| Prep Time: 15 mins
| Cook Time: 30 mins
| Total Time: 45 min
You may need: Dried Garlic Powder
Lazy Sunday mornings are perfect to make these easy Blueberry Acai Cornbread Muffins for brunch or to save for dessert. Açai (pronounced ‘Ah-Sah-EEE’ in Portuguese) is a dark purple berry from a tree found in the Amazon jungle in Brazil. Açai also happens to be a superfood, packed with nutrients and anti-oxidants and it has a low glycemic index (low sugar). Commonly served in Brazil as a frozen-smoothie in a cup with a spoon, açai has a very unique chocolatey-berry taste that is downright addictive.
We’ve sourced an organic, freeze-dried açai powder that retains its nutrients and flavor and added a few spices to round out the flavor profile. In this recipe, we transform a common cornbread muffin recipe into a Brazilian fusion recipe that will impress your friends and family. You can also add a spoonful of our Amazon Açai blend to many dessert recipes or add it to your morning yogurt, oatmeal, or smoothie. Also, try the Coconut Açai Panna Cotta Recipe on our website.
3/4 cup milk
Zest of 1 lemon (about 1-2 teaspoons)
1 tbsp lemon juice (zest before juicing)
1.5 cups all purpose flour
1/2 cup yellow cornmeal
2 tsp baking powder
1 tbsp Piquant Post Amazon Açai blend
2/3 cup sugar
1 tsp salt
1 cup blueberries (don’t use more than this!)
2 large eggs, beaten
1.5 tsp vanilla extract
3/4 stick (6 tbsp) unsalted butter, melted
Cupcake pan paper liners
Use a cupcake pan and paper liners to remove these muffins with ease. They could stick even in a nonstick pan if you don't use liners.

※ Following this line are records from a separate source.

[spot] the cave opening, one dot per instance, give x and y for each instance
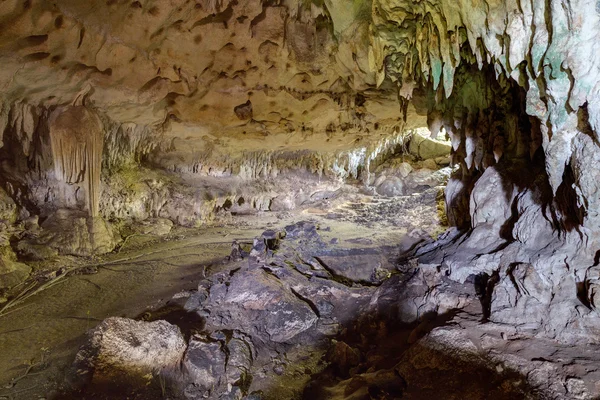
(299, 200)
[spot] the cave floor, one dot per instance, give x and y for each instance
(451, 355)
(39, 338)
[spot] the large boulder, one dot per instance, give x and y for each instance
(258, 303)
(217, 366)
(122, 349)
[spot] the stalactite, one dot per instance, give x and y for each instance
(77, 140)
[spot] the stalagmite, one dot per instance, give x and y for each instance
(77, 139)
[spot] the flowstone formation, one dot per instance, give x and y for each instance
(122, 115)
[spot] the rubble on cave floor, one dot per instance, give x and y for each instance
(297, 318)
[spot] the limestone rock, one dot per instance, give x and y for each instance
(12, 272)
(72, 232)
(120, 349)
(217, 366)
(426, 148)
(8, 208)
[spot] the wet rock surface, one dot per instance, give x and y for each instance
(282, 324)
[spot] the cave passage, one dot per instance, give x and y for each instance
(247, 199)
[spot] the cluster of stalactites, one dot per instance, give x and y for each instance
(485, 120)
(77, 136)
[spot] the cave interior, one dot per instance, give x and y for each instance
(299, 199)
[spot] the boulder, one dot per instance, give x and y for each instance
(121, 349)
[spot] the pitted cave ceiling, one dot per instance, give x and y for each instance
(455, 145)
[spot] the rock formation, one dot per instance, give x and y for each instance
(117, 112)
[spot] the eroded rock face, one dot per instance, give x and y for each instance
(122, 350)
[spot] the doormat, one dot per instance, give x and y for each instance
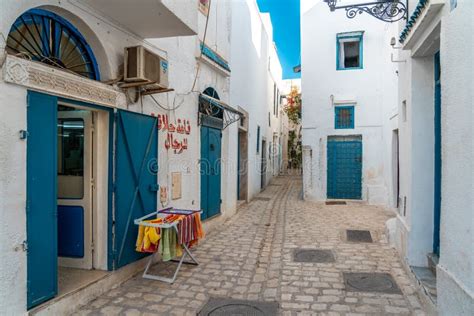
(262, 199)
(225, 306)
(313, 255)
(358, 235)
(336, 203)
(371, 282)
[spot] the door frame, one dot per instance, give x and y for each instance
(263, 165)
(342, 139)
(89, 194)
(108, 184)
(437, 155)
(103, 194)
(204, 173)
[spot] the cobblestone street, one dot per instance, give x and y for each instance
(251, 257)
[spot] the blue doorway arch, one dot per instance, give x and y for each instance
(46, 37)
(210, 165)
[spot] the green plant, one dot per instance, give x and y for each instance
(293, 106)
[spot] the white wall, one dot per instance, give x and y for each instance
(368, 88)
(455, 273)
(108, 41)
(252, 81)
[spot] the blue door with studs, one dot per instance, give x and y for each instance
(344, 167)
(41, 200)
(136, 180)
(210, 171)
(437, 160)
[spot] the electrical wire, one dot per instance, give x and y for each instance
(175, 107)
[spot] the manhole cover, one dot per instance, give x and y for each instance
(313, 255)
(358, 235)
(336, 203)
(262, 199)
(371, 282)
(223, 306)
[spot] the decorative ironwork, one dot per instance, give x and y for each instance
(384, 10)
(46, 37)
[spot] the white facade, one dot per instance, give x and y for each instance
(324, 87)
(401, 127)
(108, 31)
(446, 28)
(255, 86)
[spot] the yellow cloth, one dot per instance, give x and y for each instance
(148, 237)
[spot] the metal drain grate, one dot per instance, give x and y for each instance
(371, 282)
(358, 235)
(313, 255)
(336, 203)
(224, 307)
(261, 198)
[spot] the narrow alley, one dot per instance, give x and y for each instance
(252, 257)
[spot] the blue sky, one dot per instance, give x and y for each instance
(285, 15)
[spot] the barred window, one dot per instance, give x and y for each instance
(344, 117)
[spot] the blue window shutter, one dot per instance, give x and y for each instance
(344, 117)
(354, 36)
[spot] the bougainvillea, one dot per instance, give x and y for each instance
(293, 106)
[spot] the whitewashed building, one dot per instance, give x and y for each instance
(256, 87)
(412, 105)
(435, 221)
(347, 92)
(82, 144)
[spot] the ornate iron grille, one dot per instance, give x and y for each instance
(46, 37)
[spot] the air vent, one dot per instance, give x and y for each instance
(143, 66)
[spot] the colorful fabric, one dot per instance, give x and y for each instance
(189, 232)
(148, 237)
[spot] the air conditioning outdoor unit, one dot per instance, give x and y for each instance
(143, 66)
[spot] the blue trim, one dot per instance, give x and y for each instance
(344, 168)
(258, 139)
(337, 123)
(437, 152)
(41, 198)
(412, 20)
(110, 184)
(37, 16)
(361, 49)
(209, 53)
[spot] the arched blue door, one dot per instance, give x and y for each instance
(344, 168)
(210, 171)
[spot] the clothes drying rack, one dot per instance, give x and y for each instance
(174, 225)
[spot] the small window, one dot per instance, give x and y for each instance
(71, 158)
(349, 50)
(344, 117)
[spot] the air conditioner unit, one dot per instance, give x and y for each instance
(141, 65)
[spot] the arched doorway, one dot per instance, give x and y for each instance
(211, 139)
(62, 203)
(46, 37)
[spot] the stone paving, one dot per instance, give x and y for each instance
(251, 257)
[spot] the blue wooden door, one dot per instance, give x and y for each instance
(344, 168)
(136, 184)
(41, 191)
(210, 171)
(437, 133)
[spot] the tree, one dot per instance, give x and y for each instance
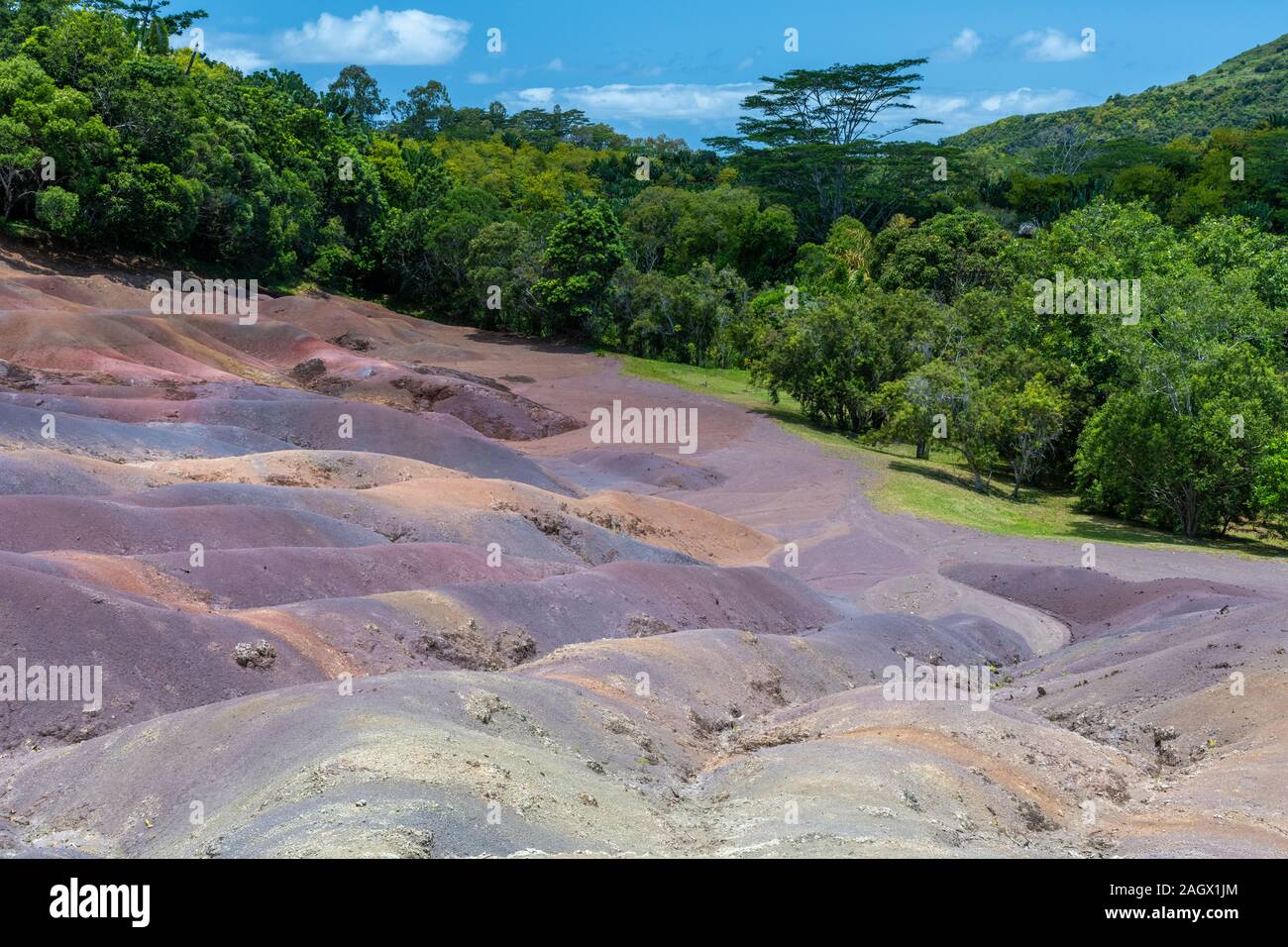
(1029, 421)
(355, 98)
(810, 131)
(944, 257)
(583, 253)
(423, 112)
(507, 257)
(1190, 458)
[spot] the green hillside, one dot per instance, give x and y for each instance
(1237, 93)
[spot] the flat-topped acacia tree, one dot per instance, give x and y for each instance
(809, 131)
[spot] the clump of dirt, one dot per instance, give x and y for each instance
(261, 655)
(774, 736)
(352, 342)
(16, 376)
(468, 647)
(171, 390)
(482, 705)
(308, 371)
(647, 626)
(1034, 819)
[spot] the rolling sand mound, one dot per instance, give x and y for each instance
(468, 609)
(1094, 603)
(252, 578)
(154, 661)
(104, 526)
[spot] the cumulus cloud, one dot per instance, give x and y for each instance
(961, 111)
(375, 37)
(1048, 46)
(1024, 99)
(627, 102)
(966, 43)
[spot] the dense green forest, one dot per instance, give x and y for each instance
(889, 286)
(1237, 93)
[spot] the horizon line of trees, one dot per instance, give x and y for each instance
(879, 282)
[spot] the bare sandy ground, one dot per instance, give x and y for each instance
(465, 629)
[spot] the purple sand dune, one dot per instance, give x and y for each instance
(154, 660)
(1093, 603)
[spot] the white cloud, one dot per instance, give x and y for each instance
(966, 43)
(493, 77)
(961, 111)
(244, 59)
(622, 101)
(1048, 46)
(1024, 99)
(936, 106)
(375, 37)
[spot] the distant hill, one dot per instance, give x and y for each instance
(1237, 93)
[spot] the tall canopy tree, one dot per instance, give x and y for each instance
(810, 131)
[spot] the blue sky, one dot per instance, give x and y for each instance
(682, 65)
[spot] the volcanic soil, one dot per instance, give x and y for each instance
(361, 583)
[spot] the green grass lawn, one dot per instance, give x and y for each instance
(940, 487)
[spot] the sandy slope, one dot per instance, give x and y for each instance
(555, 646)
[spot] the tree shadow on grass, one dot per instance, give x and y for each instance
(1089, 526)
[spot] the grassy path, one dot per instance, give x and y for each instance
(939, 488)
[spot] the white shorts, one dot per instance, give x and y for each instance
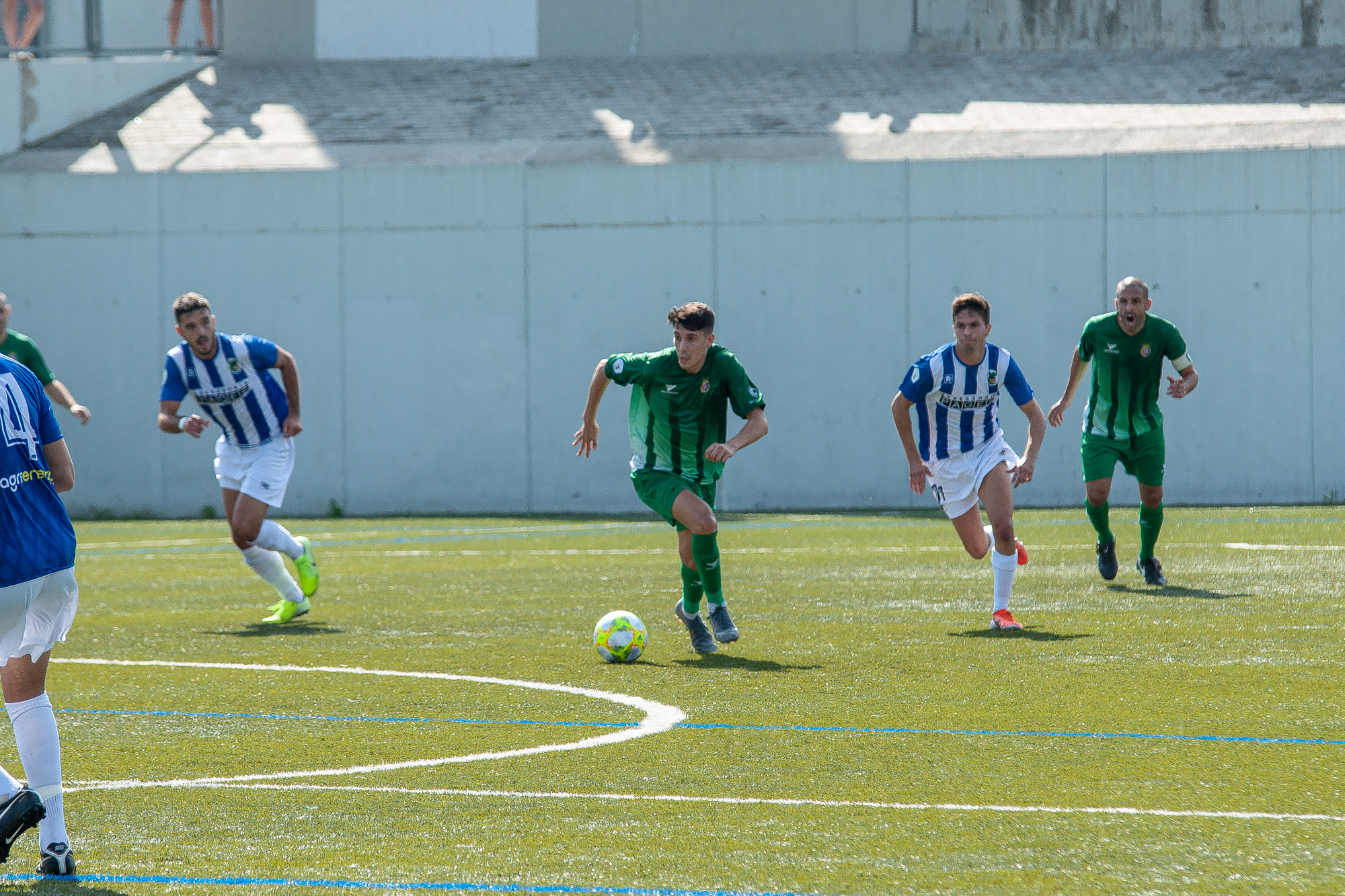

If you don't have a cupcake or muffin baking pan, you can pour the batter into a pie pan, a square baking pan, or a bread loaf pan and bake. You might have to adjust the cooking time to ensure even cooking and use a toothpick to test that the loaf is done.
Optional ingredients add a little character and flavor but don’t sweat it if you don’t have them.
Preheat oven to 350F deg. Line a muffin pan with paper liners (Note: liners are necessary as muffins will stick to pan). In a small bowl, whisk together milk and lemon juice. Let sit for 10 minutes.
In a large bowl, combine flour, cornmeal, sugar, Amazon Açai blend, baking powder, and salt. In a separate small bowl, toss the blueberries with 1-2 teaspoons of the flour mixture. Set aside.
In a separate bowl, whisk together eggs, milk mixture, vanilla, lemon zest, and the melted butter (you can microwave for ~30 secs to melt). Pour the liquid over the flour/cornmeal mixture. Gently stir until just combined and blended. Then, stir in the blueberries. Do not over-mix!
Line the muffin pan with liners and divide batter evenly into each cup, filling very full. Bake for 30 mins, or until the tops turn golden around the edges. Cool the muffins for a few mins when done, then serve warm with butter (Or serve cold later. You can freeze leftovers).
Not up to baking our blueberry acai cornbread muffins recipe? Try using the Amazon Açai blend to make our Coconut Açai Chia Panna Cotta recipe!
Authentic freeze-dried Acai is an expensive ingredient outside of Brazil. You can use it a number of ways, even in small amounts, to add the quintessential chocolatey-berry taste. Try a sprinkle over vanilla ice cream, add 1 tablespoon to your favorite baked goods recipe, or add a teaspoon to a smoothie before blending.
Make a morning coconut acai smoothie as follows: 1 cup coconut milk (or sub soy/almond/regular milk), 1.5 cups of mixed berries (any type), 4 ice cubes, 1 tbsp Amazon Acai blend, and 2 tsp honey (optional). Feel free to add in some leafy greens like kale or spinach for extra nutrients.